BY Morteza Abedinifard, June 24, 2023


Lars von Trier’s Melancholia deconstructs the concept of melancholy not only through the plot and cinematic techniques, but also through the use of Wagner’s prelude to Tristan and Isolde. The movie’s intertextual reference to a composition that is the epitome of the Romantic notion of infinite longing (sehensucht) expresses a hidden layer of melancholy that is normally concealed from common understanding of the term.

Melancholy, sometimes taken as an equivalent term to depression, is commonly defined as being inactive and lacking desire—that is not feeling the demand or enthusiasm for reaching out to the world and using its resources for the sake of one’s own pleasure. While the main character (Justine) of the movie is melancholic—as she appears to be someone who is not enjoying the sources of joy that are around her—her encounter with the world demonstrates a deeper understanding of her expectations from the world. To her, the human world around her, that is the socially and culturally conditioned space around her, is completely undesirable and her only response to such a world is her experience of melancholy, that is withdrawing from any desire or wish for the satisfaction of any such desire. And Justine’s apparent resignation from desiring is embodied in the form of a planet called the Melancholia.

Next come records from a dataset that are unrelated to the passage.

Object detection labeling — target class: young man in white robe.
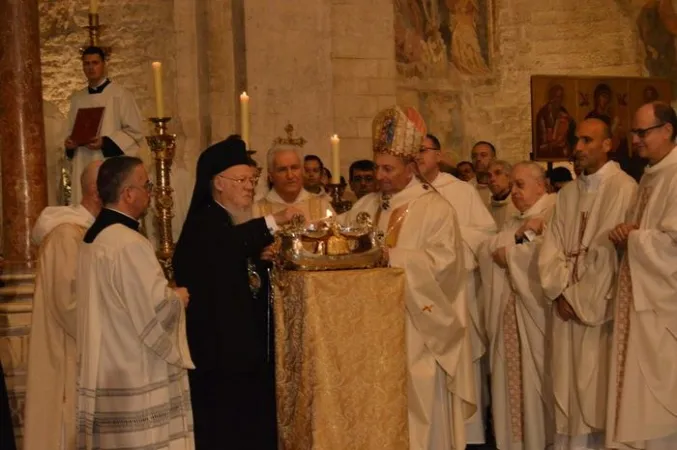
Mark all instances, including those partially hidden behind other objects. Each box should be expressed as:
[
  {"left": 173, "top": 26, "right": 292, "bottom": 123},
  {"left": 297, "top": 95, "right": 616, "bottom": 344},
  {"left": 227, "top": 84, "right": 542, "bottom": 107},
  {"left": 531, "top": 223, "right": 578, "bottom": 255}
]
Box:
[
  {"left": 342, "top": 106, "right": 477, "bottom": 450},
  {"left": 479, "top": 161, "right": 555, "bottom": 450},
  {"left": 253, "top": 138, "right": 335, "bottom": 221},
  {"left": 470, "top": 141, "right": 496, "bottom": 208},
  {"left": 416, "top": 134, "right": 496, "bottom": 444},
  {"left": 23, "top": 161, "right": 101, "bottom": 450},
  {"left": 65, "top": 47, "right": 144, "bottom": 205},
  {"left": 538, "top": 119, "right": 637, "bottom": 450},
  {"left": 606, "top": 102, "right": 677, "bottom": 450},
  {"left": 76, "top": 156, "right": 194, "bottom": 450}
]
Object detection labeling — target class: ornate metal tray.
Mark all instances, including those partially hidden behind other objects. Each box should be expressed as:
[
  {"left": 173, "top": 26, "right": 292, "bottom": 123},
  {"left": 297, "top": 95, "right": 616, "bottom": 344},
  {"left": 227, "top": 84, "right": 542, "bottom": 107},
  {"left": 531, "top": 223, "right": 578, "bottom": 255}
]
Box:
[{"left": 277, "top": 213, "right": 383, "bottom": 270}]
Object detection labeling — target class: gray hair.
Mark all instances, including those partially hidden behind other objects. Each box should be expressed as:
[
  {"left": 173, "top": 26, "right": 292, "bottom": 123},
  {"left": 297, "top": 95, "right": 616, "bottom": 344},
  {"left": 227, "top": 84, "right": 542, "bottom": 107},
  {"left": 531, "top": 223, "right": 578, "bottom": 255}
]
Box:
[
  {"left": 512, "top": 161, "right": 548, "bottom": 185},
  {"left": 266, "top": 144, "right": 303, "bottom": 172},
  {"left": 489, "top": 159, "right": 512, "bottom": 175}
]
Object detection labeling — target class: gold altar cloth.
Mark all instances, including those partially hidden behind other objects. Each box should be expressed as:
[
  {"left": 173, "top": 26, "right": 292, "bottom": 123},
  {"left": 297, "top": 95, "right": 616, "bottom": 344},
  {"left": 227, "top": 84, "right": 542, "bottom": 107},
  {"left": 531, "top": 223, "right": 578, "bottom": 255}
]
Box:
[{"left": 274, "top": 269, "right": 409, "bottom": 450}]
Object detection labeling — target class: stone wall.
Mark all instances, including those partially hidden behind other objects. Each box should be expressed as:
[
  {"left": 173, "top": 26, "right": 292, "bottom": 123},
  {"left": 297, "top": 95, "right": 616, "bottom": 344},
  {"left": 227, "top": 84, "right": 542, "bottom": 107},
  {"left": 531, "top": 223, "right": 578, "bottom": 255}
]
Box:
[{"left": 398, "top": 0, "right": 642, "bottom": 165}]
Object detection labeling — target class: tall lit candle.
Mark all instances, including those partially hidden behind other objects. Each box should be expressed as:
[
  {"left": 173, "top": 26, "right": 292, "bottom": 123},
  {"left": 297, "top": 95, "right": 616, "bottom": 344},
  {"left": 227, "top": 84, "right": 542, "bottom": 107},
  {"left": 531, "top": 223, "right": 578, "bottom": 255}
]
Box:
[
  {"left": 153, "top": 61, "right": 165, "bottom": 117},
  {"left": 331, "top": 135, "right": 341, "bottom": 184},
  {"left": 240, "top": 92, "right": 250, "bottom": 148}
]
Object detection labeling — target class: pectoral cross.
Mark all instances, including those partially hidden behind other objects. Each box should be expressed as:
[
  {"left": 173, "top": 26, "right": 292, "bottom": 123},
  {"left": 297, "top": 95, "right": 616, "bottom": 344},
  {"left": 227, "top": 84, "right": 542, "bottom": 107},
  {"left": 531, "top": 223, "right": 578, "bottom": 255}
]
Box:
[{"left": 565, "top": 211, "right": 590, "bottom": 284}]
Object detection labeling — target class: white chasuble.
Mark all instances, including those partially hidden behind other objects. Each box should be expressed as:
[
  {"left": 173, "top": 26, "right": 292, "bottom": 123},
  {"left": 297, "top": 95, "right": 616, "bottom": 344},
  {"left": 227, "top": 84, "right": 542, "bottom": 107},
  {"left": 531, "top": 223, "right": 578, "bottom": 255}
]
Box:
[
  {"left": 538, "top": 162, "right": 637, "bottom": 450},
  {"left": 606, "top": 147, "right": 677, "bottom": 450},
  {"left": 68, "top": 81, "right": 144, "bottom": 205},
  {"left": 432, "top": 172, "right": 496, "bottom": 444},
  {"left": 76, "top": 224, "right": 194, "bottom": 450},
  {"left": 23, "top": 206, "right": 94, "bottom": 450},
  {"left": 341, "top": 179, "right": 477, "bottom": 450},
  {"left": 252, "top": 188, "right": 336, "bottom": 222},
  {"left": 479, "top": 194, "right": 555, "bottom": 450}
]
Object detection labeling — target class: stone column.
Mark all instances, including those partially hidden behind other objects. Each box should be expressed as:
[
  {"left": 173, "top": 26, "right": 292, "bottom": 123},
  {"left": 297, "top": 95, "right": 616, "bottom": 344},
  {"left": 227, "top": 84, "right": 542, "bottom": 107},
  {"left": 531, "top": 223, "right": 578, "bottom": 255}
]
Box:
[{"left": 0, "top": 0, "right": 47, "bottom": 448}]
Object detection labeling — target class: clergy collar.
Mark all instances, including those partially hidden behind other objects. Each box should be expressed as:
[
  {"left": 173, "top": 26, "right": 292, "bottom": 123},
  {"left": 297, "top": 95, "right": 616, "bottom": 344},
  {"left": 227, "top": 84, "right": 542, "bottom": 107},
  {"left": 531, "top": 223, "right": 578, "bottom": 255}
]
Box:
[
  {"left": 578, "top": 161, "right": 618, "bottom": 191},
  {"left": 87, "top": 78, "right": 110, "bottom": 94},
  {"left": 644, "top": 147, "right": 677, "bottom": 175},
  {"left": 85, "top": 208, "right": 139, "bottom": 244},
  {"left": 518, "top": 194, "right": 557, "bottom": 219},
  {"left": 266, "top": 188, "right": 315, "bottom": 205}
]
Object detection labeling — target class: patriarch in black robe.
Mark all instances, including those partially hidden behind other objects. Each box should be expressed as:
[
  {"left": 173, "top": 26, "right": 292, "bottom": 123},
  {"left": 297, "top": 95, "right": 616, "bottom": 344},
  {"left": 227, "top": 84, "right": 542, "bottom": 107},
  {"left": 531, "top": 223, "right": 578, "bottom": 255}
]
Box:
[{"left": 173, "top": 136, "right": 294, "bottom": 450}]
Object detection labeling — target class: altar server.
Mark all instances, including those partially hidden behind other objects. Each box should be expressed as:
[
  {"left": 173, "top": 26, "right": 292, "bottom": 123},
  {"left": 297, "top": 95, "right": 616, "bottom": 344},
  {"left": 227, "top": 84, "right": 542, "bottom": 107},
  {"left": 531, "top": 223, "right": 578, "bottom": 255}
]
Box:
[
  {"left": 65, "top": 47, "right": 143, "bottom": 205},
  {"left": 76, "top": 156, "right": 194, "bottom": 450},
  {"left": 538, "top": 119, "right": 637, "bottom": 450}
]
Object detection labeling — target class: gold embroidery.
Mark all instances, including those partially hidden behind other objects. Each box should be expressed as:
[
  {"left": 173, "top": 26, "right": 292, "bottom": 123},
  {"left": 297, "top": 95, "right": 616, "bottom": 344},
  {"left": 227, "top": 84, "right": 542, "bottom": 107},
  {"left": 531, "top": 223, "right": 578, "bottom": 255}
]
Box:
[
  {"left": 503, "top": 293, "right": 524, "bottom": 442},
  {"left": 565, "top": 211, "right": 590, "bottom": 284},
  {"left": 614, "top": 187, "right": 653, "bottom": 432}
]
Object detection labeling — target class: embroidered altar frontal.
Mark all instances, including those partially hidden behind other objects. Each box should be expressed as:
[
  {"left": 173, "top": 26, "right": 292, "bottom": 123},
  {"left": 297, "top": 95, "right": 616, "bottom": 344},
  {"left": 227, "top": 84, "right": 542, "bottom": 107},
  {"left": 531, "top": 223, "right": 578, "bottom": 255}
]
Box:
[{"left": 275, "top": 268, "right": 409, "bottom": 450}]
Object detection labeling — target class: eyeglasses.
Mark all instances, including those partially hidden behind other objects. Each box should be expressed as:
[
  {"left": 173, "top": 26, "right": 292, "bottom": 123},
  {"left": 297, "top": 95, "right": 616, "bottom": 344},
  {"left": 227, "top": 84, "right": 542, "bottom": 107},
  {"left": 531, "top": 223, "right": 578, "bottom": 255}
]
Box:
[
  {"left": 219, "top": 175, "right": 259, "bottom": 187},
  {"left": 630, "top": 122, "right": 665, "bottom": 139},
  {"left": 125, "top": 180, "right": 153, "bottom": 192}
]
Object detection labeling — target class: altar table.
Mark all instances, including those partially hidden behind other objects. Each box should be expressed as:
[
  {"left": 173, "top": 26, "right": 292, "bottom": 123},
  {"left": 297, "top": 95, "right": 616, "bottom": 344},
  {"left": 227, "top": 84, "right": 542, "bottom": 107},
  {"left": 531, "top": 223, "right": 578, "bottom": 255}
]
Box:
[{"left": 274, "top": 268, "right": 409, "bottom": 450}]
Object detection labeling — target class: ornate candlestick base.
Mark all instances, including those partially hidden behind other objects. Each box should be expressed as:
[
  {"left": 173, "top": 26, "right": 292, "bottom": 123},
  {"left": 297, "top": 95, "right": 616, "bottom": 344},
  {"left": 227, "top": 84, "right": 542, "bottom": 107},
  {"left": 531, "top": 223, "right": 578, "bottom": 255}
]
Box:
[
  {"left": 80, "top": 14, "right": 113, "bottom": 57},
  {"left": 325, "top": 183, "right": 353, "bottom": 214},
  {"left": 146, "top": 117, "right": 176, "bottom": 281}
]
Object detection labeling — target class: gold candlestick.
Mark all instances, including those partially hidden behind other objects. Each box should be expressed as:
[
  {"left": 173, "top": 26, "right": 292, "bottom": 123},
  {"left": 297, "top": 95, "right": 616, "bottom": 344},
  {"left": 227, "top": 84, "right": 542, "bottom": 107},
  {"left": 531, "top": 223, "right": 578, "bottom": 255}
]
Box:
[
  {"left": 325, "top": 183, "right": 353, "bottom": 214},
  {"left": 80, "top": 13, "right": 113, "bottom": 58},
  {"left": 146, "top": 117, "right": 176, "bottom": 281}
]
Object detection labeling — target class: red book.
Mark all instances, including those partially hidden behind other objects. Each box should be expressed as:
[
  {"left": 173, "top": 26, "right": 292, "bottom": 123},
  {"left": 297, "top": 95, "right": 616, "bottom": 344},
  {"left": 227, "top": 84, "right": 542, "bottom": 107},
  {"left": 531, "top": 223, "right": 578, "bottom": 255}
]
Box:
[{"left": 71, "top": 106, "right": 106, "bottom": 146}]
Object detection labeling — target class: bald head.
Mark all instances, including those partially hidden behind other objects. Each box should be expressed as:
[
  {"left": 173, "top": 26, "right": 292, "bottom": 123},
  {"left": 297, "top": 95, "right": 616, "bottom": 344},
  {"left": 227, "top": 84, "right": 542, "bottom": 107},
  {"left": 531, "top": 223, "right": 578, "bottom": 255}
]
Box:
[
  {"left": 512, "top": 161, "right": 547, "bottom": 212},
  {"left": 80, "top": 161, "right": 103, "bottom": 198},
  {"left": 574, "top": 118, "right": 613, "bottom": 174}
]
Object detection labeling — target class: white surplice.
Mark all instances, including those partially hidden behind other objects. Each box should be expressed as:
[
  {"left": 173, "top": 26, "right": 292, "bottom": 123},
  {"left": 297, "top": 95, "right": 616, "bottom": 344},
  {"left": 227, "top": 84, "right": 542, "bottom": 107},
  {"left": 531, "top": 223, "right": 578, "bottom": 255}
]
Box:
[
  {"left": 479, "top": 194, "right": 555, "bottom": 450},
  {"left": 252, "top": 189, "right": 336, "bottom": 222},
  {"left": 23, "top": 205, "right": 94, "bottom": 450},
  {"left": 68, "top": 81, "right": 144, "bottom": 205},
  {"left": 76, "top": 224, "right": 194, "bottom": 450},
  {"left": 432, "top": 172, "right": 496, "bottom": 444},
  {"left": 606, "top": 147, "right": 677, "bottom": 450},
  {"left": 538, "top": 162, "right": 637, "bottom": 450},
  {"left": 341, "top": 179, "right": 477, "bottom": 450}
]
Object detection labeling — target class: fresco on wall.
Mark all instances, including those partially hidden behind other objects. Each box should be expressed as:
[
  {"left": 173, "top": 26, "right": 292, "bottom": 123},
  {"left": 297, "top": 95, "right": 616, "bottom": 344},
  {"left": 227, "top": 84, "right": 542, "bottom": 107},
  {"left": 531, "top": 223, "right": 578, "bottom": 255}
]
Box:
[
  {"left": 395, "top": 0, "right": 493, "bottom": 79},
  {"left": 637, "top": 0, "right": 677, "bottom": 92}
]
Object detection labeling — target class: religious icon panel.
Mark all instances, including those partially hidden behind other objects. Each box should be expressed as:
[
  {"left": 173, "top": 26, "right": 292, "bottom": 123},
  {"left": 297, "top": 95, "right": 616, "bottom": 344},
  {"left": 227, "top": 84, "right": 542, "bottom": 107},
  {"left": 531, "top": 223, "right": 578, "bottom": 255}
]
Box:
[{"left": 531, "top": 75, "right": 673, "bottom": 178}]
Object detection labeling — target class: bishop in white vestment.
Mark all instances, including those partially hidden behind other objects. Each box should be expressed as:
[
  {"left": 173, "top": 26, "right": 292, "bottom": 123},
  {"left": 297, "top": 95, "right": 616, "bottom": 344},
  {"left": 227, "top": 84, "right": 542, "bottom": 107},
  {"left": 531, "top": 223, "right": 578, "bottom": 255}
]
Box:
[
  {"left": 538, "top": 119, "right": 637, "bottom": 450},
  {"left": 479, "top": 162, "right": 555, "bottom": 450},
  {"left": 76, "top": 156, "right": 194, "bottom": 450},
  {"left": 606, "top": 102, "right": 677, "bottom": 450},
  {"left": 252, "top": 125, "right": 335, "bottom": 222},
  {"left": 23, "top": 162, "right": 101, "bottom": 450},
  {"left": 66, "top": 47, "right": 144, "bottom": 205},
  {"left": 342, "top": 107, "right": 477, "bottom": 450},
  {"left": 416, "top": 134, "right": 496, "bottom": 444}
]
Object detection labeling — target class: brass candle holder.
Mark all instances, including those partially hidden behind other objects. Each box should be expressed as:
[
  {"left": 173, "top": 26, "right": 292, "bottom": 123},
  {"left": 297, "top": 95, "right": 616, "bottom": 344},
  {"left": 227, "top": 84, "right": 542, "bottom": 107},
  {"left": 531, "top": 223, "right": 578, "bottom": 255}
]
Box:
[
  {"left": 325, "top": 183, "right": 353, "bottom": 214},
  {"left": 80, "top": 13, "right": 113, "bottom": 57},
  {"left": 146, "top": 117, "right": 176, "bottom": 281}
]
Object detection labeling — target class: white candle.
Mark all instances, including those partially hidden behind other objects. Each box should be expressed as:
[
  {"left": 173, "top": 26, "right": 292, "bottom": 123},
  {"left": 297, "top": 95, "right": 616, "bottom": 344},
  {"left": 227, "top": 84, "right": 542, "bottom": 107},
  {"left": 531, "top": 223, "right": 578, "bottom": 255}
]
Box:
[
  {"left": 240, "top": 92, "right": 250, "bottom": 149},
  {"left": 153, "top": 61, "right": 165, "bottom": 117},
  {"left": 331, "top": 135, "right": 341, "bottom": 184}
]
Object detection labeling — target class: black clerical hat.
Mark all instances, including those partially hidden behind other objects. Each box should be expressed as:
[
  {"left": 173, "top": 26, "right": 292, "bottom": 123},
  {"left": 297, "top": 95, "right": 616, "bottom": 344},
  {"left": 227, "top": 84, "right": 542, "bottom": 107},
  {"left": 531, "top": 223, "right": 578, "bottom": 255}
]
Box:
[{"left": 188, "top": 135, "right": 252, "bottom": 216}]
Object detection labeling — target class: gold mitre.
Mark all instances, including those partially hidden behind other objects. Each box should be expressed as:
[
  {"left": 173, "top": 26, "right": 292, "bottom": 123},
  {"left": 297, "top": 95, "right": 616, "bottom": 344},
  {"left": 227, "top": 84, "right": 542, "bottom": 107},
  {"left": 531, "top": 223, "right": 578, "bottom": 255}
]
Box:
[
  {"left": 273, "top": 123, "right": 308, "bottom": 147},
  {"left": 372, "top": 105, "right": 427, "bottom": 158}
]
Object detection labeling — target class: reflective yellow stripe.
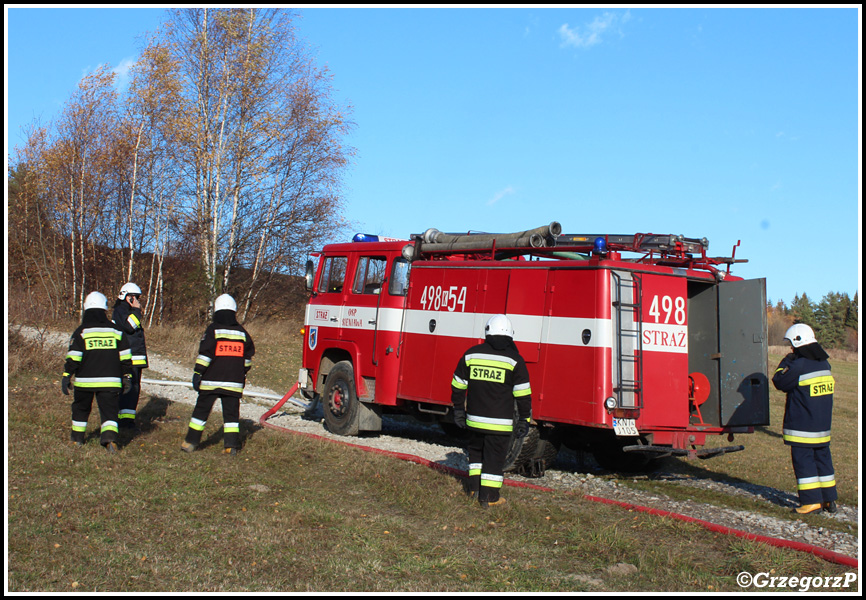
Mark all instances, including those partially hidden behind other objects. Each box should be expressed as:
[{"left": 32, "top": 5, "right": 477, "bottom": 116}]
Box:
[
  {"left": 782, "top": 435, "right": 830, "bottom": 444},
  {"left": 800, "top": 375, "right": 836, "bottom": 396},
  {"left": 466, "top": 358, "right": 514, "bottom": 371}
]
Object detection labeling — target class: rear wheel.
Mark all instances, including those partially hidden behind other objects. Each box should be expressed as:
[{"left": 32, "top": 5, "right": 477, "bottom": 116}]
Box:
[
  {"left": 505, "top": 426, "right": 560, "bottom": 477},
  {"left": 322, "top": 360, "right": 360, "bottom": 435}
]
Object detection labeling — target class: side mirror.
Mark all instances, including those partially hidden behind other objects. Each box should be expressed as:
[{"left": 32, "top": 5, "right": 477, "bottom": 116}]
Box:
[{"left": 304, "top": 260, "right": 316, "bottom": 292}]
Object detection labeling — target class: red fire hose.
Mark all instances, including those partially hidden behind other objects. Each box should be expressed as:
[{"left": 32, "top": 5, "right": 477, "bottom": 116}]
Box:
[{"left": 259, "top": 383, "right": 858, "bottom": 568}]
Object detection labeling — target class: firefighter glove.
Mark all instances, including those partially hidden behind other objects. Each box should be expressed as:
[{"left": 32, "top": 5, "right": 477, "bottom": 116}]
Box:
[
  {"left": 514, "top": 421, "right": 529, "bottom": 439},
  {"left": 454, "top": 406, "right": 466, "bottom": 429}
]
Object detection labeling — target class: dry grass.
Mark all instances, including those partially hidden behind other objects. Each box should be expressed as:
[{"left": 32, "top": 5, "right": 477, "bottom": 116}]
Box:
[{"left": 7, "top": 336, "right": 848, "bottom": 593}]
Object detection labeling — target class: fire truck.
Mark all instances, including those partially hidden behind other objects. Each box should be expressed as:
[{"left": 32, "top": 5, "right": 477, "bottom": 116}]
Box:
[{"left": 299, "top": 222, "right": 769, "bottom": 475}]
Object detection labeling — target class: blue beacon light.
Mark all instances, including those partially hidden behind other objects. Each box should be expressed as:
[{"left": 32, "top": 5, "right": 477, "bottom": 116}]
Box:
[{"left": 352, "top": 233, "right": 379, "bottom": 242}]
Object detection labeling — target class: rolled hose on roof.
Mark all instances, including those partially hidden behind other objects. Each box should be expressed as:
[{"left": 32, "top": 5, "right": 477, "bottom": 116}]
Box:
[{"left": 418, "top": 221, "right": 562, "bottom": 252}]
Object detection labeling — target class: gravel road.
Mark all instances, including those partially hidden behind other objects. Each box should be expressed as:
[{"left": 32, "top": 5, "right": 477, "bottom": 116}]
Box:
[{"left": 15, "top": 330, "right": 859, "bottom": 557}]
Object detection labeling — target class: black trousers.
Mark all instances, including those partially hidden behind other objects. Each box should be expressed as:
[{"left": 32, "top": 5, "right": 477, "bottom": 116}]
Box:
[
  {"left": 118, "top": 367, "right": 141, "bottom": 429},
  {"left": 72, "top": 388, "right": 120, "bottom": 446},
  {"left": 468, "top": 427, "right": 511, "bottom": 502},
  {"left": 186, "top": 392, "right": 241, "bottom": 449},
  {"left": 791, "top": 446, "right": 838, "bottom": 505}
]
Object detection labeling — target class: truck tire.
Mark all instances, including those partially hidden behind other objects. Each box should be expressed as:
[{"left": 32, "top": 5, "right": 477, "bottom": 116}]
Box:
[
  {"left": 322, "top": 360, "right": 360, "bottom": 435},
  {"left": 505, "top": 426, "right": 560, "bottom": 477}
]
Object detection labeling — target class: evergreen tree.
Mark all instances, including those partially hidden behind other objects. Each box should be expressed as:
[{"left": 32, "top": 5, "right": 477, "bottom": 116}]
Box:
[
  {"left": 815, "top": 292, "right": 851, "bottom": 348},
  {"left": 789, "top": 292, "right": 816, "bottom": 330}
]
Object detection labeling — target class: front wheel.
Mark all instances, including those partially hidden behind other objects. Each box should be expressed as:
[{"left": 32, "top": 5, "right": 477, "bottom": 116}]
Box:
[{"left": 322, "top": 360, "right": 360, "bottom": 435}]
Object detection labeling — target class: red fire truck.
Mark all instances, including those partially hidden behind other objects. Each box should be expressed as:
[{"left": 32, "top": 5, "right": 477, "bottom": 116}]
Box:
[{"left": 299, "top": 222, "right": 769, "bottom": 474}]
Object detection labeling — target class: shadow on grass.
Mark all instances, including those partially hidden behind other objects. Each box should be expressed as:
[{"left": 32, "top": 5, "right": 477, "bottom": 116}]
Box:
[{"left": 554, "top": 449, "right": 800, "bottom": 508}]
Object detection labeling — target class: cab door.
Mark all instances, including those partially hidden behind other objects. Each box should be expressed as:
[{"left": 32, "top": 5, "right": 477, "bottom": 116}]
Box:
[{"left": 341, "top": 255, "right": 388, "bottom": 377}]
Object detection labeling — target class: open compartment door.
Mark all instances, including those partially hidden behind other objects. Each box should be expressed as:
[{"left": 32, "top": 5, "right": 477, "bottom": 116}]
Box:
[{"left": 717, "top": 279, "right": 770, "bottom": 427}]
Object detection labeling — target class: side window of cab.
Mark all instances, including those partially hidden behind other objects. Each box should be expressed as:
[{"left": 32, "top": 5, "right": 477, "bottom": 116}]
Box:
[
  {"left": 352, "top": 256, "right": 388, "bottom": 294},
  {"left": 317, "top": 256, "right": 349, "bottom": 294},
  {"left": 388, "top": 258, "right": 411, "bottom": 296}
]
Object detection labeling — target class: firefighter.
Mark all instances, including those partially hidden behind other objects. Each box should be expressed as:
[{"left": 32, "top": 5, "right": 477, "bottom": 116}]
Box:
[
  {"left": 773, "top": 323, "right": 837, "bottom": 515},
  {"left": 111, "top": 282, "right": 147, "bottom": 431},
  {"left": 181, "top": 294, "right": 256, "bottom": 455},
  {"left": 60, "top": 292, "right": 132, "bottom": 452},
  {"left": 451, "top": 315, "right": 532, "bottom": 508}
]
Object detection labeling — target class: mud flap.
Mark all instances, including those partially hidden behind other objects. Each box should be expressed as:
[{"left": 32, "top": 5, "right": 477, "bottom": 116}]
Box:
[
  {"left": 358, "top": 402, "right": 382, "bottom": 431},
  {"left": 622, "top": 445, "right": 746, "bottom": 459},
  {"left": 517, "top": 458, "right": 546, "bottom": 479}
]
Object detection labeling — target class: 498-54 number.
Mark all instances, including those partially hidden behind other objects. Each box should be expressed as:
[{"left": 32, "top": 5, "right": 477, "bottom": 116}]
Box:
[{"left": 421, "top": 285, "right": 466, "bottom": 312}]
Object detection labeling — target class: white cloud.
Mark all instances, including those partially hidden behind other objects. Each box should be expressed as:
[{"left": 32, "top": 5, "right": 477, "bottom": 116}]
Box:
[
  {"left": 487, "top": 185, "right": 514, "bottom": 206},
  {"left": 112, "top": 58, "right": 135, "bottom": 90},
  {"left": 559, "top": 10, "right": 631, "bottom": 48}
]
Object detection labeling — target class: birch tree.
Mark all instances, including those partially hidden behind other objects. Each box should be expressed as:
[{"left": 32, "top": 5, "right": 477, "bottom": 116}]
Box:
[{"left": 162, "top": 8, "right": 353, "bottom": 312}]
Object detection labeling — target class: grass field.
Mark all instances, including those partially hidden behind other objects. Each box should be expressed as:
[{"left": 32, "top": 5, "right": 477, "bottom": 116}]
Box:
[{"left": 7, "top": 327, "right": 856, "bottom": 592}]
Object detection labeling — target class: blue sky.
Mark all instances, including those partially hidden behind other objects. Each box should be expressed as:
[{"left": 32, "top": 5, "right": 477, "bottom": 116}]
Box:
[{"left": 6, "top": 5, "right": 861, "bottom": 303}]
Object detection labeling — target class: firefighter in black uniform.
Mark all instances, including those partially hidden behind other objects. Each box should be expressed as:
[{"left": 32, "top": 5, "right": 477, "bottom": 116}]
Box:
[
  {"left": 451, "top": 315, "right": 532, "bottom": 508},
  {"left": 181, "top": 294, "right": 256, "bottom": 455},
  {"left": 60, "top": 292, "right": 132, "bottom": 452},
  {"left": 111, "top": 282, "right": 147, "bottom": 430},
  {"left": 773, "top": 323, "right": 837, "bottom": 515}
]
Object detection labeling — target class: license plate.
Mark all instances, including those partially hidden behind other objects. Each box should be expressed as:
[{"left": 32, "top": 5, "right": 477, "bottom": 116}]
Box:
[{"left": 613, "top": 419, "right": 638, "bottom": 435}]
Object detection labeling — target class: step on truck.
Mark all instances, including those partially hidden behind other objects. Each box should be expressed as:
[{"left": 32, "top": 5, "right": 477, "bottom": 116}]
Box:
[{"left": 299, "top": 222, "right": 769, "bottom": 475}]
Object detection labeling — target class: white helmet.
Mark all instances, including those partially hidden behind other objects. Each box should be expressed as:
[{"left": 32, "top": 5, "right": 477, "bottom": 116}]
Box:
[
  {"left": 213, "top": 294, "right": 238, "bottom": 312},
  {"left": 785, "top": 323, "right": 818, "bottom": 348},
  {"left": 484, "top": 315, "right": 514, "bottom": 338},
  {"left": 117, "top": 281, "right": 141, "bottom": 300},
  {"left": 84, "top": 292, "right": 108, "bottom": 310}
]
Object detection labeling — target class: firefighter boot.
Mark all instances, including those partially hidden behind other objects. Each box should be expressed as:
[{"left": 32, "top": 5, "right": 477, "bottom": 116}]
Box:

But this is all what we see on the surface: Von Trier’s deconstruction of melancholy through intertextual references to the 19th-century musical romanticism opens a space for a novel understanding of the mood. The movie depicts melancholy not as the negation of desire but as the result of an infinite, intense desire that cannot be satisfied in the world. Furthermore, melancholy as portrayed in the movie goes beyond a merely psychological mood or state; it becomes more of an existential condition that offers an epistemology that seems to be a more authentic understanding of the world.

The movie is about a young woman who seems to be suffering from melancholy, living underwhelmed by some pensive dominant mood that has affected her life so strongly that she cannot feel happy in her own wedding. Right from the beginning of the movie, we learn that she does not like to eat or socialize. Each time she tries to spend time with other people (except with her nephew) she faces failure, as she does not receive the response she expects, which seems to be a mutual understanding of the condition. Alongside her dissatisfaction with the way others encounter the world’s tragic nature, there is another important theme: a planet called Melancholia is coming towards the Earth, which, based on the prediction of scientists, is going to pass by the Earth. While studies that show the planet is not going to hit the earth, there are some who think that it will hit the Earth bring about the end of the world.

The effect of this situation on Justine is ironic: when gradually this belief of the danger that is threatening the Earth becomes stronger and stronger, Justine begins to feel both livelier and more restful. There is an obvious fast improvement in her mood. Although this does not mean that she does not feel the melancholy anymore or feels happy and excited, the melancholy that was torturing her from inside is replaced by an objective perception of the word and its condition. In a sense, her inner melancholy has received an outer response from the world, and this is how Von Trier’s definition of Melancholia goes beyond a particular psychological mood and becomes an epistemological position about the world. The objectivity of Melancholia, a fact that cannot be denied but can be only hoped not to occur, becomes the right perception of the world and its possible motion towards the end. Hence, the melancholy she feels is the emotional expression of the instinctual awareness she has of the fact that the Earth is being hit by an object called Melancholia. The threatening planet is, therefore, the embodiment of the mood or the feeling that Justine is experiencing. And this is introduced as a fundamental truth. This provides a condition where the mood or psychological state in which she is living completely fits the reality outside.